Regarded as one of the greatest surfers of all time, Tom Carroll describes his career.
This video was produced with funds donated by Tim Fairfax AC.
Regarded as one of the greatest surfers of all time, Tom Carroll describes his career.
This video was produced with funds donated by Tim Fairfax AC.
Tom Carroll: Learning to surf was a lot of trial and error. Because of the close proximity to the ocean and the, basically the love I had for the movement of the ocean and the free ride, that feeling of riding a wave. And I’ll never forget riding, standing up for the first time on my Coolite in the shore break at Newport on a Thursday afternoon after Dad came home early from work, and we all went down for a swim. And I stood up on this wave and went into the shore break, and it seemed like I stood up for like a minute. And I said, "Dad," and he’s standing right there. "I just stood up for about a minute," you know. And he deflated me straight away. The bubble burst. "You were up for about a second, Tom," you know. But time expanded, you know. Had that instant feeling of just fully engaged in the moment, and that moment seemed to last forever.
I’d surf every morning before school, and I’d ride my bike to school, to Pittwater High School, and ride back - it was a considerable ride on a pushbike with no gears, up and down the hills of the Northern Beaches here. And those rides trained me, you know. And I’d get home, I’d want to beat the bus back, because I know there’s guys on the bus that were going to go surfing; and if I could get back there quicker on the bike, it’d justify my riding. I still just loved surfing for what it was; it wasn't, it was just something I really enjoyed doing, that connection with the ocean. And that allowed me to, I don't know, at some other level deal with a bunch of other things that went on in my life at the time, as a young kid. And the ocean sort of held me at that point.
Back in the ’70’s, there weren't a lot of things to sort of, you know, distract us. We were pretty healthy, you know. We were just out there in the ocean pretty much every day, and that really held us in good health. And that competitive drive between each other was very strong. You know, we've got a community based around it, at one surf break - it’s a very powerful element to feeling like you belong in a place. You know, I won the first Pro Junior, Professional Junior event there at Narrabeen in January 1977, and I was 15 years of age at the time, and I was surfing against guys that were older than me. And it was a big win. And every bet, the best juniors in Australia would come down to compete. And it got me actually into the first man on man event, Stubbies event, as an invite, straight into the Stubbies event in Queensland - surf against my heroes. It actually launched me into this whole other phase of surfing, and a life that I couldn't have even dreamed of.

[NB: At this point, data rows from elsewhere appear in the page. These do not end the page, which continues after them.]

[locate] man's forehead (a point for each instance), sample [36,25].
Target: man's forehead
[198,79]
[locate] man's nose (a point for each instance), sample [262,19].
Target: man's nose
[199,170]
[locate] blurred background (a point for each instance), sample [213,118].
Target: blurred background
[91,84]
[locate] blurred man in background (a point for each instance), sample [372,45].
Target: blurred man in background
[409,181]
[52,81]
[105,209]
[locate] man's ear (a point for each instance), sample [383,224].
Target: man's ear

I really looked outside the sport to figure out what was going on, and it’s a pretty treacherous world. And when you get a lot of money really fast, or get a lot of attention, or anything very quickly without really knowing what that was about, is potentially, you know, really destabilising. I wouldn't say there’s more pressure. I think there’s just simply a clearer defined path, and what you need to do to, you know, aim up to those responsibilities, both for yourself and the sponsor, and to the business of being a professional. My own style on a surfboard, well I’d say it’s... you know, in the earlier days, it was pretty kind of, this pretty raw and natural, and it grew into a fairly aggressive, athletic approach, and it was more what everyone was calling power-based surfing. I think that’s changed over time, for me; I couldn't kind of sustain that. I think, you know, physically I couldn't sustain it - it takes a lot of energy and takes a toll on the body. But I still like those little bursts of energy that kind of come naturally.

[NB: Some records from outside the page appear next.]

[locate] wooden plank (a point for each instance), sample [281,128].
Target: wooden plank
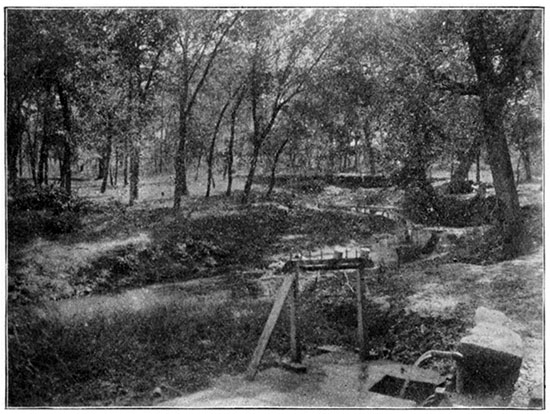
[360,323]
[295,353]
[268,328]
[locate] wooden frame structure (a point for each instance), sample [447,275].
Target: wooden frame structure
[289,292]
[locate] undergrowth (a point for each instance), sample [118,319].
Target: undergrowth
[179,347]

Oh, gosh, another sort of default mechanism in surfing for me was to, you know, keep challenging myself. And still, you know, I had no idea this was going to turn out like this; I didn't really plan that, "Yeah, I’m going to be doing storm surfers; yeah, I’m going to be riding big waves; yeah, I’m going to be going exploring these crazy on the edge of the continent that big waves form on that no one has ever ridden or tried to ride," and I was stupid enough to ride them. So there’s a lot going on. Riding a wave is... one of those wonderful things in life for me, is that once I’m on a wave, I can’t hear music, I can’t hardly hear the person yelling from the side of the wave, going, "Yeah." You can hardly hear anyone, because it’s taking up all my attention. And I’m attending to a moving surface that’s changing all the time; so I’m responding with this thing underneath my feet that I've got to know. I’m going to know this thing’s second nature; I can’t be thinking about it. Go, "Oh, well that’s that, and that’s that." I won’t be thinking like that. And I guess at that point, we feel more alive than ever; and we can either... yeah, you know, we’re right on the edge with being alive, you know.